Early Detection of Glioblastoma

Historical context and biological basis

Early detection of solid tumors is vital for extending survival and possibly curing patients with cancer. This idea is especially relevant to patients with the most common and most lethal malignant brain tumor, glioblastoma (GBM), because earlier detection would likely increase not only survival but also quality of life. Historically, the more common malignancies, such as breast and colon cancer, paved the way for early discovery of these solid tumors, with mammogram and colonoscopy screenings saving countless lives. However, detecting solid tumors of the brain is a far more difficult task given that it is enclosed in the calvarium and imaging studies are not yet at the technical level to be considered fully diagnostic. In this regard, population-based screening with neurologic examinations and imaging is neither beneficial nor cost-effective. As with other cancers, screening for GBM would require a diagnostic test that has low false-positive rates in order to prevent unnecessary and costly imaging studies and further clinical work-up. Thus, clinicians and researchers have been pursuing biomarkers in the serum and cerebrospinal fluid (CSF) in order to detect GBM early enough for meaningful treatment.

Analyzing biofluids for markers of malignancy was initially pioneered in colorectal cancer with the detection of increased carcinoembryonic antigen (CEA) levels in the serum. However, levels of this normal physiologic protein were not always increased and were associated with numerous other cancer types, limiting its use as a diagnostic biomarker. Other biomarkers soon came to the forefront, such as prostate-specific antigen for prostate cancer and cancer antigen 125 (CA-125) for ovarian cancer; however, the specificities of these tests again failed to meet requirements for a diagnostic test.
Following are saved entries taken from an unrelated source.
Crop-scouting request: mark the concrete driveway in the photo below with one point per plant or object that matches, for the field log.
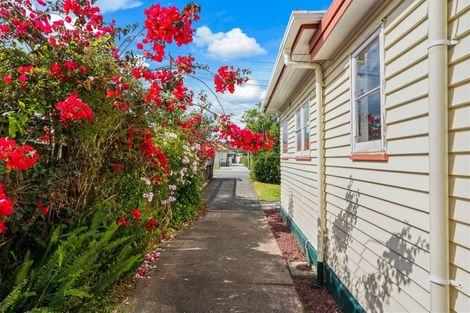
(228, 261)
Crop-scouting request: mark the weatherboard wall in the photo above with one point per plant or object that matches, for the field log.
(299, 183)
(377, 212)
(459, 153)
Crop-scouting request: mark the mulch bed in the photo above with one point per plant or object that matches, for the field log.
(316, 300)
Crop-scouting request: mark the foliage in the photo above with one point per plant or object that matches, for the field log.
(267, 192)
(265, 166)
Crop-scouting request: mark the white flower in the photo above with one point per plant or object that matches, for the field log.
(148, 196)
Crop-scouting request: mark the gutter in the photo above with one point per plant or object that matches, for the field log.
(321, 160)
(438, 156)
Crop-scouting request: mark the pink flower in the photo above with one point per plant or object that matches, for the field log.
(7, 79)
(23, 78)
(73, 108)
(136, 214)
(3, 228)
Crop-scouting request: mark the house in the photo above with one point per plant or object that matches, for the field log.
(223, 157)
(374, 100)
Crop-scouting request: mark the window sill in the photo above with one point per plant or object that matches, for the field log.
(379, 157)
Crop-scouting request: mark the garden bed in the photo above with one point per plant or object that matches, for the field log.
(314, 299)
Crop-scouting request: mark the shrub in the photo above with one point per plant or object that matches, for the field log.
(266, 167)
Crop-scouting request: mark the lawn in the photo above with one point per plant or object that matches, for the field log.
(267, 192)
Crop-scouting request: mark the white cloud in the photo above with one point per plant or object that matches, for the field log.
(248, 93)
(107, 6)
(230, 45)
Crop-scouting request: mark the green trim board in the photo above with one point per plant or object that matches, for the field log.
(335, 286)
(301, 238)
(341, 293)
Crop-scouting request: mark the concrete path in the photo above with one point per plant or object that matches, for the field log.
(228, 261)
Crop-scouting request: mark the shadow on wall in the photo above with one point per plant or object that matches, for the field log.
(391, 269)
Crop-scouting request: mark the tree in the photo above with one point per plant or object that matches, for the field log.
(266, 164)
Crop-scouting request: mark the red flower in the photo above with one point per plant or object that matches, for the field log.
(7, 145)
(3, 228)
(52, 41)
(23, 78)
(22, 158)
(7, 79)
(6, 206)
(73, 108)
(55, 69)
(150, 224)
(117, 168)
(4, 28)
(70, 65)
(25, 69)
(83, 70)
(122, 221)
(136, 214)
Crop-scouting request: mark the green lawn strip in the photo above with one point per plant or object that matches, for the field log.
(267, 192)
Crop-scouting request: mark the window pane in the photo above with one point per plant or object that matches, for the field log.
(306, 115)
(299, 140)
(298, 122)
(368, 114)
(306, 138)
(368, 68)
(284, 137)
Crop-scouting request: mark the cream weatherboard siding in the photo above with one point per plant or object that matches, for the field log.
(377, 212)
(299, 183)
(459, 153)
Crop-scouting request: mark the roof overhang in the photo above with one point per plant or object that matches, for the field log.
(300, 29)
(312, 36)
(336, 26)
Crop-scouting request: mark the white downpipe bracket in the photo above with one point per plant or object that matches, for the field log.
(438, 156)
(444, 282)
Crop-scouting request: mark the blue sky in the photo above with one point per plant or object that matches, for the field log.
(242, 33)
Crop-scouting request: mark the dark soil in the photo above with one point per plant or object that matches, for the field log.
(316, 300)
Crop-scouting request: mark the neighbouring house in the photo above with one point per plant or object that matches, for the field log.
(374, 99)
(223, 157)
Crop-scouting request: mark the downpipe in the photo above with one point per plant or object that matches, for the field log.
(320, 158)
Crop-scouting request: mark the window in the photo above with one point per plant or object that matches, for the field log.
(298, 129)
(306, 127)
(285, 146)
(367, 101)
(302, 129)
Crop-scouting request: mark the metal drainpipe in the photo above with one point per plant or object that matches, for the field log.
(438, 156)
(321, 163)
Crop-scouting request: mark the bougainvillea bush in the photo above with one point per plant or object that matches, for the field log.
(100, 150)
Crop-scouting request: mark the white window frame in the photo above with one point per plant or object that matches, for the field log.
(284, 131)
(375, 145)
(300, 128)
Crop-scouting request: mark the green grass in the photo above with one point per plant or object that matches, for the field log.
(267, 192)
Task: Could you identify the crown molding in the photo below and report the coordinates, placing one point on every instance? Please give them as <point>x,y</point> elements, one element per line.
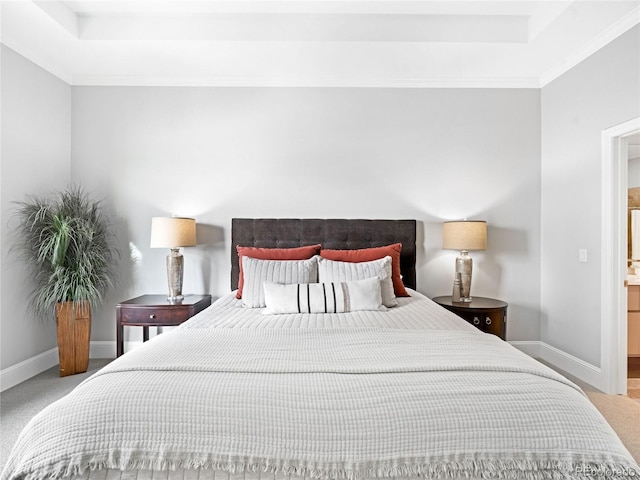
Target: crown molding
<point>44,63</point>
<point>606,37</point>
<point>158,81</point>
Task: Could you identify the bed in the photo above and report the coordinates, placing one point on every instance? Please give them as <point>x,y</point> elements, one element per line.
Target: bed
<point>402,391</point>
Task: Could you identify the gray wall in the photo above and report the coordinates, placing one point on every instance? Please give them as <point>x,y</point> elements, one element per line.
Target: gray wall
<point>216,153</point>
<point>36,159</point>
<point>599,93</point>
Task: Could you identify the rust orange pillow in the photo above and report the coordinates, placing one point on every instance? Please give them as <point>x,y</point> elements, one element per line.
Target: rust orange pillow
<point>296,253</point>
<point>369,254</point>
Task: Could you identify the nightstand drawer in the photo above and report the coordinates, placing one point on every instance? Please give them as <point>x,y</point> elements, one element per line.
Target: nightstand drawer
<point>155,315</point>
<point>155,311</point>
<point>486,314</point>
<point>489,322</point>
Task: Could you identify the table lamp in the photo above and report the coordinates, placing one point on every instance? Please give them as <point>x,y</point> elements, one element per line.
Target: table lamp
<point>464,235</point>
<point>173,233</point>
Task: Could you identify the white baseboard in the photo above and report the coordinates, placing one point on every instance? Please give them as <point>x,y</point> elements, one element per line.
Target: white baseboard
<point>580,369</point>
<point>18,373</point>
<point>22,371</point>
<point>530,347</point>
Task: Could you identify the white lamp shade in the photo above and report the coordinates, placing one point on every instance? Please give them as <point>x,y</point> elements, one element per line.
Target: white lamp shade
<point>465,235</point>
<point>173,232</point>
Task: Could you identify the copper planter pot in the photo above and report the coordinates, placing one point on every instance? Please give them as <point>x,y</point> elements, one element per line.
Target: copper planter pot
<point>73,321</point>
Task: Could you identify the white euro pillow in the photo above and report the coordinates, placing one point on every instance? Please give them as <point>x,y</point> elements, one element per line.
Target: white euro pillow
<point>336,271</point>
<point>257,272</point>
<point>334,297</point>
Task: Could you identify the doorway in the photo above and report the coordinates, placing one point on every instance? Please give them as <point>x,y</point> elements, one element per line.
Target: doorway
<point>614,255</point>
<point>633,249</point>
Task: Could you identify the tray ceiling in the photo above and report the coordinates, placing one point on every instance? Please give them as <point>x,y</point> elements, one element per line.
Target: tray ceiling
<point>386,43</point>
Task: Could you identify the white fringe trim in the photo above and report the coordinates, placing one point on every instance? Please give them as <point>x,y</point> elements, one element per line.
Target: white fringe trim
<point>507,469</point>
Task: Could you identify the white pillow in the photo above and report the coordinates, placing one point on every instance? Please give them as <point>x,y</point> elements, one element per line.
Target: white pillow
<point>323,297</point>
<point>335,271</point>
<point>256,272</point>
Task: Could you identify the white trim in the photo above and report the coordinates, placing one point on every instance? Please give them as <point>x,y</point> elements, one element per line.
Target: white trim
<point>295,82</point>
<point>580,369</point>
<point>621,26</point>
<point>55,70</point>
<point>531,348</point>
<point>18,373</point>
<point>613,253</point>
<point>562,360</point>
<point>15,374</point>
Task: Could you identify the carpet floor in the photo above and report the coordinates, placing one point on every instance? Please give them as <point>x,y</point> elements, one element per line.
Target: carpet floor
<point>20,403</point>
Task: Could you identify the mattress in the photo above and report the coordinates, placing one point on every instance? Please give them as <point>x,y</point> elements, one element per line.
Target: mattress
<point>410,392</point>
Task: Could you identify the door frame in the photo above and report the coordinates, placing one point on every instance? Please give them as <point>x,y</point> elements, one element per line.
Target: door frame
<point>613,351</point>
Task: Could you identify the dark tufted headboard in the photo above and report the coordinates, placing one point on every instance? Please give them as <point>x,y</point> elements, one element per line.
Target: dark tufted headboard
<point>336,234</point>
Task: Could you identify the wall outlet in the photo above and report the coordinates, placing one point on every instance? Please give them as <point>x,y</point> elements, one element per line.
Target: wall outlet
<point>582,255</point>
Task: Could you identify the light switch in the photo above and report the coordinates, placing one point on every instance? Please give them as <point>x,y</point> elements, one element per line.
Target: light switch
<point>582,255</point>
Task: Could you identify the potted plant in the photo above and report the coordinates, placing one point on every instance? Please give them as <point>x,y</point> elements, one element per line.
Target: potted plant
<point>66,241</point>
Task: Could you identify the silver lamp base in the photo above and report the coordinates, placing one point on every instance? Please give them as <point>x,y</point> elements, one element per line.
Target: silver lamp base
<point>464,266</point>
<point>175,270</point>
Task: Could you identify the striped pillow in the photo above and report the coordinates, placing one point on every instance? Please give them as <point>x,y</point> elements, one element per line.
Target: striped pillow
<point>323,297</point>
<point>257,271</point>
<point>335,271</point>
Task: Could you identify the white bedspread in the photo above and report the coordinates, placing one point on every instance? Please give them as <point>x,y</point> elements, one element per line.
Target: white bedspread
<point>350,402</point>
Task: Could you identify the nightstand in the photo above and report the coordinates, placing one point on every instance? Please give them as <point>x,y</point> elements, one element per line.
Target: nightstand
<point>487,314</point>
<point>155,311</point>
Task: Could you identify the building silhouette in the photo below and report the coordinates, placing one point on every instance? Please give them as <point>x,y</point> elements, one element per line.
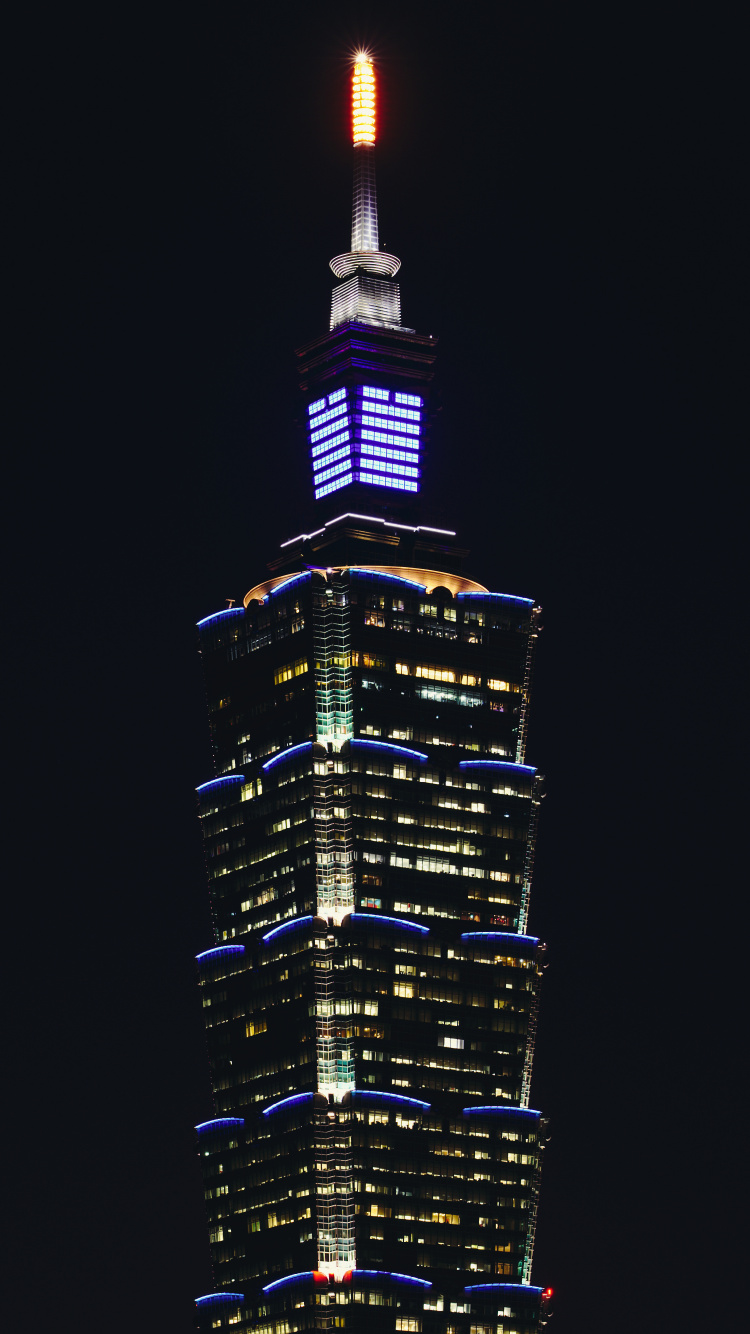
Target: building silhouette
<point>371,997</point>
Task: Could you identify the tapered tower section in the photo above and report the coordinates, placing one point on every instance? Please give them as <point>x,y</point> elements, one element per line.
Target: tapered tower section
<point>371,990</point>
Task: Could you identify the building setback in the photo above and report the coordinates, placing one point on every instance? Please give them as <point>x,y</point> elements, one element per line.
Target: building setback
<point>371,995</point>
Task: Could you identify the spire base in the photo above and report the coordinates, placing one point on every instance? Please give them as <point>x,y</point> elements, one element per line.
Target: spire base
<point>372,262</point>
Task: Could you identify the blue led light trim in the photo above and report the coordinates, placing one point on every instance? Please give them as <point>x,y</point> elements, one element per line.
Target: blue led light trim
<point>214,1298</point>
<point>344,452</point>
<point>386,921</point>
<point>501,935</point>
<point>379,575</point>
<point>401,427</point>
<point>389,438</point>
<point>284,927</point>
<point>378,451</point>
<point>503,1287</point>
<point>514,1113</point>
<point>394,1278</point>
<point>398,750</point>
<point>386,410</point>
<point>334,471</point>
<point>288,1102</point>
<point>290,1278</point>
<point>291,750</point>
<point>502,596</point>
<point>398,470</point>
<point>334,486</point>
<point>288,582</point>
<point>335,414</point>
<point>220,615</point>
<point>220,782</point>
<point>331,428</point>
<point>497,763</point>
<point>220,951</point>
<point>391,1097</point>
<point>395,483</point>
<point>219,1122</point>
<point>328,444</point>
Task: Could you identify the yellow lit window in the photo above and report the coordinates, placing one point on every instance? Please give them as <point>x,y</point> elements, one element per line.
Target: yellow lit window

At present there are more than 20 US Food and Drug Administration–approved tumor biomarker proteins, most of which are used to monitor disease progression and response to therapy. However, GBM does not have a reliable serum biomarker, and initial detection currently relies solely on the presentation of symptoms related to the tumor size and/or location. For this reason, early detection is essential in order to initiate treatment before the patient is symptomatic, which is likely to affect quality of life and progression-free survival.

The ability to detect GBM early, ideally before clinical symptoms arise, is beneficial in 2 distinct ways in the current paradigm of therapeutic management. First, early discovery results in surgical resection of a smaller tumor volume, with likely less impact on surrounding structures compared with that of a larger tumor that is detected only after clinical symptoms are presented (eg, symptoms of speech difficulty, seizures, paralysis). Given that GBM invades into the surrounding tissue, the primary resection of a smaller tumor may necessitate less removal of normal brain parenchyma to prevent recurrence. Secondly, on a molecular genetic level, the total cell count of smaller tumors indicates less genetic variation between the tumor stem cells and their progeny, which can affect their ability to escape both chemotherapy and radiation treatment. Larger tumors have more genetic diversity in their cells, some of which aids in resistance to therapy, evasion of immunosurveillance, and initiation of recurrence.

Specific surface markers and mutations present in GBM may allow early detection in the serum and/or CSF. CSF is especially interesting given that the brain is bathed in this fluid, and there is a greater chance of finding relevant biomarkers because there is no blood-brain barrier to cross. However, collecting CSF is a more invasive process than collecting blood, hence discovery of a serum biomarker would be ideal. In addition, not all GBMs are alike and some respond better to different chemotherapeutic/radiation therapeutic regimens, so an ideal biomarker would be able to distinguish between the various molecular subtypes. Certain aberrations found in many GBMs, such as in the epithelial growth factor receptor (EGFR) and RNA profiling, as well as circulating tumor cells (CTCs) and extracellular vesicles (EVs), have the potential to diagnose GBM and also discriminate between classic, mesenchymal, and proneural subtypes. Thus, a reliable liquid biopsy from the serum or CSF would serve not only to improve GBM diagnosis but also would also affect treatment and surveillance for recurrence.

Development and evidence for biomarkers

Early detection of GBM has focused on the search for tumor-specific biomarkers in the blood and CSF. In this regard, current research concentrates on identifying 3 distinct tumor-related elements; extracellular macromolecules, EVs, and CTCs. Investigations into these 3 categories span the range of biological locales for tumor-specific biomarker discovery, and combined have the potential to affect GBM screening and diagnosis.